Quarta-feira, 18 de Março de 2026, 09h:31 - A | A

Nova Marilândia

STF mantém contratação temporária de agentes de saúde em MT

Ministro Flávio Dino nega recurso de sindicato e mantém decisão do TJMT

Rojane Marta/Fatos de MT

O ministro Flávio Dino, do Supremo Tribunal Federal (STF), negou seguimento ao recurso apresentado pelo Sindicato dos Agentes Comunitários de Saúde do Estado de Mato Grosso e manteve a validade da contratação temporária de profissionais em Nova Marilândia. A decisão foi publlicada nesta quarta (18).

O caso teve origem em mandado de segurança coletivo contra edital de processo seletivo simplificado para contratação de agentes comunitários de saúde e de combate às endemias.
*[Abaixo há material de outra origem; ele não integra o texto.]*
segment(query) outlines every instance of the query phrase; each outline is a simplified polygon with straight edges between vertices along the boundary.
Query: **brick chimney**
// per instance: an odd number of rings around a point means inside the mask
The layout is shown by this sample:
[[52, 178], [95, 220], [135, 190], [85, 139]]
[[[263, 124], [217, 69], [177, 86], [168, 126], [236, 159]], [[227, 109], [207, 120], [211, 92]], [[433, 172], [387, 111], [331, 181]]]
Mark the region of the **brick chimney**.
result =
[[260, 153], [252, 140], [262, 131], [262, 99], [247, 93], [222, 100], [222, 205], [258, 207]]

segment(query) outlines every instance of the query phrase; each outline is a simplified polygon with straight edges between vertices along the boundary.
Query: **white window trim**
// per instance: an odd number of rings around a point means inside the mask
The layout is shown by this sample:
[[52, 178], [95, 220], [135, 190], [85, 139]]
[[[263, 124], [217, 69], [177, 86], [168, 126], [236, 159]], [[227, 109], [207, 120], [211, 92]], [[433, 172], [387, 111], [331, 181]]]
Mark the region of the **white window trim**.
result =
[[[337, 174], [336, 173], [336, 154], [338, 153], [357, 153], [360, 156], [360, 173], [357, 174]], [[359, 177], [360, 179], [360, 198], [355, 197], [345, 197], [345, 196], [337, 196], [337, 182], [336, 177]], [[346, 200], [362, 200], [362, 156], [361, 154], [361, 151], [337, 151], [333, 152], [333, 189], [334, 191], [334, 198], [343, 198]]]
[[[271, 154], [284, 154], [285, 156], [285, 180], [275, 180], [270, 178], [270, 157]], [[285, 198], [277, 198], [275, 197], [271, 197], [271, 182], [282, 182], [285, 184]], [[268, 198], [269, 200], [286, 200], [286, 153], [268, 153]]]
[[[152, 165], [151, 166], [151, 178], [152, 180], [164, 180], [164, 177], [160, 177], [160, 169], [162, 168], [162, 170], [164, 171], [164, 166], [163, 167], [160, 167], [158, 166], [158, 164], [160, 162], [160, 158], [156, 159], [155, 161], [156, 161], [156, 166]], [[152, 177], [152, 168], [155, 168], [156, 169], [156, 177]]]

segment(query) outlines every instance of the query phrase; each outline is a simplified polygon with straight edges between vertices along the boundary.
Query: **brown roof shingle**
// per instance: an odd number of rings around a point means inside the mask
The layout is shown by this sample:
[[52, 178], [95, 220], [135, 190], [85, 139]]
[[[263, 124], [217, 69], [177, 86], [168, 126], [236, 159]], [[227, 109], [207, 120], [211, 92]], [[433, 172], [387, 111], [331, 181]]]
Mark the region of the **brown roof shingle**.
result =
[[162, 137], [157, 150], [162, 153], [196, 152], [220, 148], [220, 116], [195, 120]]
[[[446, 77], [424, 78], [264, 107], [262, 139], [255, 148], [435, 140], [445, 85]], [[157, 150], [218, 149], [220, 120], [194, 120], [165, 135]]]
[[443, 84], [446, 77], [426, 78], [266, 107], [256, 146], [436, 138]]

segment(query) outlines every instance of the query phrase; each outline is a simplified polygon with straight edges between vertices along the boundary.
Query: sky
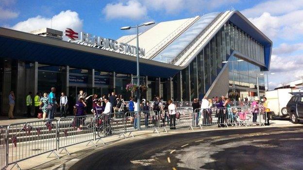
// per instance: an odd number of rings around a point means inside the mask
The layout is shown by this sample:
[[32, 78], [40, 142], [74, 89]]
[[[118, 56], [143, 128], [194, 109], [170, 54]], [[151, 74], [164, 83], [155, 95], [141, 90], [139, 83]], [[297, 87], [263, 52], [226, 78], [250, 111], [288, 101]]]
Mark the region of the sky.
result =
[[117, 39], [135, 33], [120, 30], [123, 26], [233, 8], [273, 42], [269, 89], [299, 79], [303, 75], [303, 0], [0, 0], [0, 26], [23, 31], [68, 27]]

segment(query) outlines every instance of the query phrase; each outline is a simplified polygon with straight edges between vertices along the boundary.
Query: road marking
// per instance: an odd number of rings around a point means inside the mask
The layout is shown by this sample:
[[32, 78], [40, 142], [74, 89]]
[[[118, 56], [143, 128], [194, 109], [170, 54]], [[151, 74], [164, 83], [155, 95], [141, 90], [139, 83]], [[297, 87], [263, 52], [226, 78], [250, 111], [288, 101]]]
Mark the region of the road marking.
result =
[[181, 148], [183, 148], [183, 147], [185, 147], [185, 146], [187, 146], [188, 145], [188, 144], [187, 143], [187, 144], [185, 144], [185, 145], [184, 145], [181, 146]]
[[141, 166], [149, 166], [152, 164], [152, 162], [155, 161], [155, 159], [142, 159], [142, 160], [135, 160], [131, 161], [134, 164], [140, 164]]
[[239, 134], [228, 135], [229, 137], [233, 137], [235, 136], [239, 136]]
[[216, 139], [216, 138], [220, 138], [220, 137], [213, 137], [213, 138], [212, 138], [211, 139]]
[[202, 139], [202, 140], [197, 140], [197, 141], [196, 141], [195, 142], [200, 142], [200, 141], [203, 141], [203, 140], [204, 140], [204, 139]]
[[175, 151], [176, 151], [176, 150], [175, 150], [175, 150], [174, 150], [171, 151], [171, 152], [170, 152], [170, 154], [172, 154], [172, 153], [173, 153], [173, 152], [175, 152]]

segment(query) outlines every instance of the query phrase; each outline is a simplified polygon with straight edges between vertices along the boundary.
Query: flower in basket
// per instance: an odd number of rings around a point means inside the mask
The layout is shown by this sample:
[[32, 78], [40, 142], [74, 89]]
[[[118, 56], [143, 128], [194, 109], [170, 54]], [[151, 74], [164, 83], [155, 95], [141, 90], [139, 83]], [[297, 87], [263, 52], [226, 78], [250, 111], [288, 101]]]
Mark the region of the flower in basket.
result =
[[148, 90], [148, 86], [143, 84], [140, 85], [139, 88], [140, 90], [142, 92], [147, 92], [147, 90]]
[[127, 92], [135, 92], [138, 89], [138, 86], [133, 83], [129, 83], [126, 85], [126, 89]]

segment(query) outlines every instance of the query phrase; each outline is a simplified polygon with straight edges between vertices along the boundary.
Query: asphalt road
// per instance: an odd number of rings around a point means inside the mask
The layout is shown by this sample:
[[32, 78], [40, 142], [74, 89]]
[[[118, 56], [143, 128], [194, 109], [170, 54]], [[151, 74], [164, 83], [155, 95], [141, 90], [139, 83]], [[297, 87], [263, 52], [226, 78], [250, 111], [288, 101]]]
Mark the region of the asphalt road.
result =
[[94, 153], [70, 170], [302, 170], [301, 126], [175, 134]]

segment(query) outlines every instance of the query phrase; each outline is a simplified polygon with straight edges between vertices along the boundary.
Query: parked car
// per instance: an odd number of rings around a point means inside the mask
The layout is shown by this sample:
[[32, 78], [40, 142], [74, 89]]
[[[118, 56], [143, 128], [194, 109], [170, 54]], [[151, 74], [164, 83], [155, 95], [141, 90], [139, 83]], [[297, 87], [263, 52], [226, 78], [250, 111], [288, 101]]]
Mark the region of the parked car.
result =
[[293, 96], [286, 106], [289, 117], [294, 124], [303, 121], [303, 92], [290, 93]]
[[299, 92], [299, 89], [280, 89], [265, 92], [268, 102], [268, 108], [270, 109], [270, 116], [285, 118], [288, 116], [286, 105], [292, 97], [292, 92]]

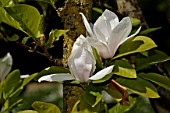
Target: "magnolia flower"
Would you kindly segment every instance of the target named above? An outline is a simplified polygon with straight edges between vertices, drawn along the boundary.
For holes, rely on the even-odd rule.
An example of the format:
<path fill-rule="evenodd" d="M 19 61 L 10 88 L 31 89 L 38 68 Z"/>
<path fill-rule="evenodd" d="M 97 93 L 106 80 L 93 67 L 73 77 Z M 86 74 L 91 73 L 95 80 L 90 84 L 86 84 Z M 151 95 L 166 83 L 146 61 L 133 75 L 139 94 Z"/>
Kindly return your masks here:
<path fill-rule="evenodd" d="M 12 57 L 7 53 L 4 57 L 0 58 L 0 81 L 4 80 L 12 68 Z"/>
<path fill-rule="evenodd" d="M 113 66 L 109 66 L 96 74 L 96 60 L 93 55 L 91 46 L 88 44 L 86 38 L 80 35 L 73 45 L 71 55 L 68 59 L 68 66 L 71 73 L 55 73 L 39 78 L 41 81 L 64 81 L 64 80 L 78 80 L 82 83 L 89 80 L 102 79 L 107 74 L 111 73 Z M 93 75 L 94 74 L 94 75 Z"/>
<path fill-rule="evenodd" d="M 139 28 L 135 34 L 128 37 L 132 30 L 130 18 L 125 17 L 119 22 L 117 15 L 107 9 L 92 27 L 84 14 L 80 14 L 87 30 L 88 42 L 104 59 L 112 58 L 123 42 L 134 37 L 140 31 Z"/>

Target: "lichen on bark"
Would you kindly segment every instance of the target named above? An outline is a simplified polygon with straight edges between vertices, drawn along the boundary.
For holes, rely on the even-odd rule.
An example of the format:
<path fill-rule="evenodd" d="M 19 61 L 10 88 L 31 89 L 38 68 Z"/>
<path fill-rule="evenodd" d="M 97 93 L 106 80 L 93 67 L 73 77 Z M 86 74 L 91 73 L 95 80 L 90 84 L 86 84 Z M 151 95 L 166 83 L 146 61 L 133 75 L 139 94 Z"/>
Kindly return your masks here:
<path fill-rule="evenodd" d="M 63 63 L 67 64 L 73 43 L 82 34 L 86 35 L 80 12 L 84 13 L 88 20 L 91 20 L 93 0 L 66 0 L 62 8 L 57 10 L 64 24 L 64 29 L 69 29 L 64 35 Z M 75 103 L 84 92 L 82 87 L 77 85 L 63 84 L 64 113 L 71 113 Z"/>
O sindicato questionava a legalidade da seleção temporária e alegava violação a regras constitucionais sobre contratação e piso salarial da categoria.
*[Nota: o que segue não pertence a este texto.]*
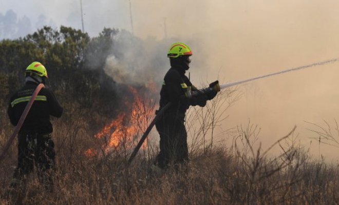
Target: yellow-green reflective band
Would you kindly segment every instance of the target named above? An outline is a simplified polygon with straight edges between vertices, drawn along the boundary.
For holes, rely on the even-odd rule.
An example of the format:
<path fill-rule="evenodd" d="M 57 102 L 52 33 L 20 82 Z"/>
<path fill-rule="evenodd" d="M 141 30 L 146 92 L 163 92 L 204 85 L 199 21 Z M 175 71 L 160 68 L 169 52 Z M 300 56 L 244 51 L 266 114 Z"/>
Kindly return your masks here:
<path fill-rule="evenodd" d="M 18 103 L 22 102 L 28 102 L 29 100 L 31 99 L 31 96 L 23 97 L 18 98 L 16 98 L 13 100 L 11 102 L 11 106 L 13 108 L 14 106 L 17 104 Z M 47 98 L 45 95 L 37 95 L 34 100 L 39 100 L 39 101 L 47 101 Z"/>
<path fill-rule="evenodd" d="M 187 88 L 187 85 L 185 83 L 181 84 L 181 88 Z"/>

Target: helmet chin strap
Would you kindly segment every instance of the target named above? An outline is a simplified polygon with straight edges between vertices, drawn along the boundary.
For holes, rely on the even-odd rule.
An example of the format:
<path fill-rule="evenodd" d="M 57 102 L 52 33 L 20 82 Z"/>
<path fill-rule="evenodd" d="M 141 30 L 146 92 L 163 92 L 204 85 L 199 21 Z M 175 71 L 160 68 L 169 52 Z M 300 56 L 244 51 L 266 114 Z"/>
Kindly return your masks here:
<path fill-rule="evenodd" d="M 26 76 L 26 81 L 33 81 L 35 83 L 37 83 L 38 84 L 40 83 L 44 83 L 44 80 L 43 80 L 42 78 L 40 76 L 33 76 L 33 75 L 29 75 L 28 76 Z"/>

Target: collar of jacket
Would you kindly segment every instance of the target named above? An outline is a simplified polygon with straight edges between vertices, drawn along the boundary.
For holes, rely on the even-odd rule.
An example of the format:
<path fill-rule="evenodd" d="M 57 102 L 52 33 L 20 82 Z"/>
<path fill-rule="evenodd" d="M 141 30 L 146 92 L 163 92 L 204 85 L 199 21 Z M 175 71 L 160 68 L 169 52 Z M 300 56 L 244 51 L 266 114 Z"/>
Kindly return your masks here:
<path fill-rule="evenodd" d="M 37 86 L 38 85 L 39 85 L 39 84 L 38 84 L 36 82 L 33 82 L 32 81 L 27 81 L 27 82 L 26 82 L 25 85 L 30 85 Z"/>
<path fill-rule="evenodd" d="M 186 71 L 183 68 L 181 68 L 179 66 L 173 66 L 172 68 L 173 69 L 175 69 L 175 70 L 176 70 L 177 71 L 178 71 L 178 72 L 180 74 L 180 75 L 185 75 L 185 73 L 186 72 Z"/>

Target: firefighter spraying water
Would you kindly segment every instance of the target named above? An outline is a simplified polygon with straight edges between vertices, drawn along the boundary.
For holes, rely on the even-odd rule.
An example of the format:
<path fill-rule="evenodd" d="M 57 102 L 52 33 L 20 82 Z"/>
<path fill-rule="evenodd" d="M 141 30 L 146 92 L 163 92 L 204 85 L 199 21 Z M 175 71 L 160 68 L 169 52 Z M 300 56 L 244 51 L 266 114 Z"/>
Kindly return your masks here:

O Tribunal de Justiça de Mato Grosso já havia negado o pedido e considerado regular o processo seletivo. A corte estadual entendeu que a contratação temporária é permitida quando há previsão em lei municipal e caracterização de necessidade excepcional de interesse público, conforme o artigo 37 da Constituição Federal.

Ao analisar o recurso, Flávio Dino afirmou que o caso não poderia ser reexaminado pelo STF. Segundo o ministro, a eventual revisão da decisão exigiria nova análise de fatos, provas e da legislação municipal aplicada, o que não é permitido em recurso extraordinário.

Na decisão, o relator destacou a aplicação das Súmulas 279 e 280 do Supremo, que impedem o reexame de provas e a análise direta de normas locais nesse tipo de recurso. Para Dino, eventual violação à Constituição seria indireta, o que inviabiliza o conhecimento do processo pela Corte.

O entendimento mantém válido o edital questionado e reforça a decisão do Tribunal de Justiça, que também concluiu que a remuneração prevista respeitava o piso salarial vigente à época, com possibilidade de atualização conforme legislação posterior.

A decisão do STF não analisa o mérito constitucional da contratação em si, mas encerra a discussão na Corte por questões processuais, mantendo a validade das regras adotadas pelo município.